NAD immunometbolism drives intestinal inflammation and colitis-associated tumorigenesis

Abstract

Nicotinamide-phosphoribosyl transferase (NAMPT) constitutes the rate-limiting enzyme in the NAD salvage pathway that is essential for the maintenance of cellular NAD levels. Upon inflammation including inflammatory bowel diseases (IBD), NAMPT is strongly induced and thereby impedes an increased cellular NAD-wastage promoted by NAD-depleting enzymes. These constitute an important mechanistic link between inflammatory, metabolic and transcriptional pathways and NAD-metabolism. Here, we investigated the efficacy of NAMPT inhibition by the small-molecule inhibitor FK866 in models of acute colitis, colitis-associated cancer and on lamina propria mononuclear cells (LPMNC) from IBD patients. FK866 mitigated colitis and suppressed inflammation-associated tumorigenesis.
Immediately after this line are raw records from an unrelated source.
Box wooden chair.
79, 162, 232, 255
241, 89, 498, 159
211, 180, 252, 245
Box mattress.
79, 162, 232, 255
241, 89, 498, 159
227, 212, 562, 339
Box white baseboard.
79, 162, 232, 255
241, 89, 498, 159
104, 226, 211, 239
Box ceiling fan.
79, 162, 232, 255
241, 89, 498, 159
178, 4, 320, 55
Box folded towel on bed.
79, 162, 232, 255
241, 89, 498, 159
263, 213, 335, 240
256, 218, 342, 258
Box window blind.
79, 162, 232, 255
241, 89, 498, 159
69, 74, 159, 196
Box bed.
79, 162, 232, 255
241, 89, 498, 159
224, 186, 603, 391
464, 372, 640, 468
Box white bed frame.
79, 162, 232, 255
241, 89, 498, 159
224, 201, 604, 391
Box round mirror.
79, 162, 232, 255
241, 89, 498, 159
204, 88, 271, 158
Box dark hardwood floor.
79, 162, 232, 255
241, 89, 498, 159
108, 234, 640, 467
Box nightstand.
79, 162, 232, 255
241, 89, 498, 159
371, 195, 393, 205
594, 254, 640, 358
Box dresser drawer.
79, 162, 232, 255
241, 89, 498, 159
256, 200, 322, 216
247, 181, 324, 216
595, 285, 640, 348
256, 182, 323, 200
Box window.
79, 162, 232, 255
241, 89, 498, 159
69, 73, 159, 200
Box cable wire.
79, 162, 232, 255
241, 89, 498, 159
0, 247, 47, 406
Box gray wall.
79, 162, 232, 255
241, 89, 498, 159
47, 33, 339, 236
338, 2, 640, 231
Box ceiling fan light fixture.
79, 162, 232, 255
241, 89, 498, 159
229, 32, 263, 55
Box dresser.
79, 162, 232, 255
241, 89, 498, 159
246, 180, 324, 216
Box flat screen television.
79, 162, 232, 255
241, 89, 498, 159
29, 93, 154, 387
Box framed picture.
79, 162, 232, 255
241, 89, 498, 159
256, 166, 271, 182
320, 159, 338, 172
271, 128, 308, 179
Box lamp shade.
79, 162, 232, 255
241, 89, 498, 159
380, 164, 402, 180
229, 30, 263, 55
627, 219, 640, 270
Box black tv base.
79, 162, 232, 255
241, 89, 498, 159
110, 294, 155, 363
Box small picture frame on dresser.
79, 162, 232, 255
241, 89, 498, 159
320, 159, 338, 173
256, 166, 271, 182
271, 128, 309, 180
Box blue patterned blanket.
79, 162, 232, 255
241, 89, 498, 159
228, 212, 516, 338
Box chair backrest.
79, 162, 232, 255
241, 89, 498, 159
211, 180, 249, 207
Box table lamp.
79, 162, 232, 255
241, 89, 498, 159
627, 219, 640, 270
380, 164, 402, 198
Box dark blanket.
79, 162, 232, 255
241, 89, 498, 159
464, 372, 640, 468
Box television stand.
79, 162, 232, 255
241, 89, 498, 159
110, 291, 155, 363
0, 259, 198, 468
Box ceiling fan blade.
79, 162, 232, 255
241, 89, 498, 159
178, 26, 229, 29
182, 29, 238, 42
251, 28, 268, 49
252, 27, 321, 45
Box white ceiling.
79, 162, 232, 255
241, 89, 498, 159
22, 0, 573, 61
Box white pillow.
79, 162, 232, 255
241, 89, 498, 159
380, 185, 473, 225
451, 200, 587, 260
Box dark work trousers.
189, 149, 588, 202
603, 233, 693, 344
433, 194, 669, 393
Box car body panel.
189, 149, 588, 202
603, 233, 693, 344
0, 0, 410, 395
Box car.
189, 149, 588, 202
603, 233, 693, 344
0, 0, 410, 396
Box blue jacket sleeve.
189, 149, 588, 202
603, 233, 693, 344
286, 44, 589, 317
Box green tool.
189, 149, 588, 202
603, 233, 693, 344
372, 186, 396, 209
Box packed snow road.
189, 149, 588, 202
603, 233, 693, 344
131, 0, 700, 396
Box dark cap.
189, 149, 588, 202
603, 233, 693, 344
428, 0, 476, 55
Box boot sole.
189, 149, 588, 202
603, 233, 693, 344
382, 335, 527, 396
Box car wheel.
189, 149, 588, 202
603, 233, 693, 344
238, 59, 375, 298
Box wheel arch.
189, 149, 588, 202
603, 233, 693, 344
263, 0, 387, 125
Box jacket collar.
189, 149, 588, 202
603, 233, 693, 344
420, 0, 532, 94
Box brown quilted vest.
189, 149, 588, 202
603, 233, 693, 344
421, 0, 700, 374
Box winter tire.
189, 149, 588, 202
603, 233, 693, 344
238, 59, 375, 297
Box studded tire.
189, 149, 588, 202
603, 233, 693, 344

NAMPT blockade resulted in NAD-depletion that was associated with reduced abundances and activities of PARP1, Sirt6 and CD38, decreased inflammatory monocytes, macrophages and activated T-cells. FK866-treatment effectively supressed cytokine production in human LPMNC and was further associated with an altered monocyte/macrophage biology, skewing macrophages towards an anti-inflammatory M2 phenotype. Our data suggest that targeting the NAD immunometabolism by FK866 constitutes a promising therapeutic approach in acute intestinal inflammation and colitis-associated tumorigenesis.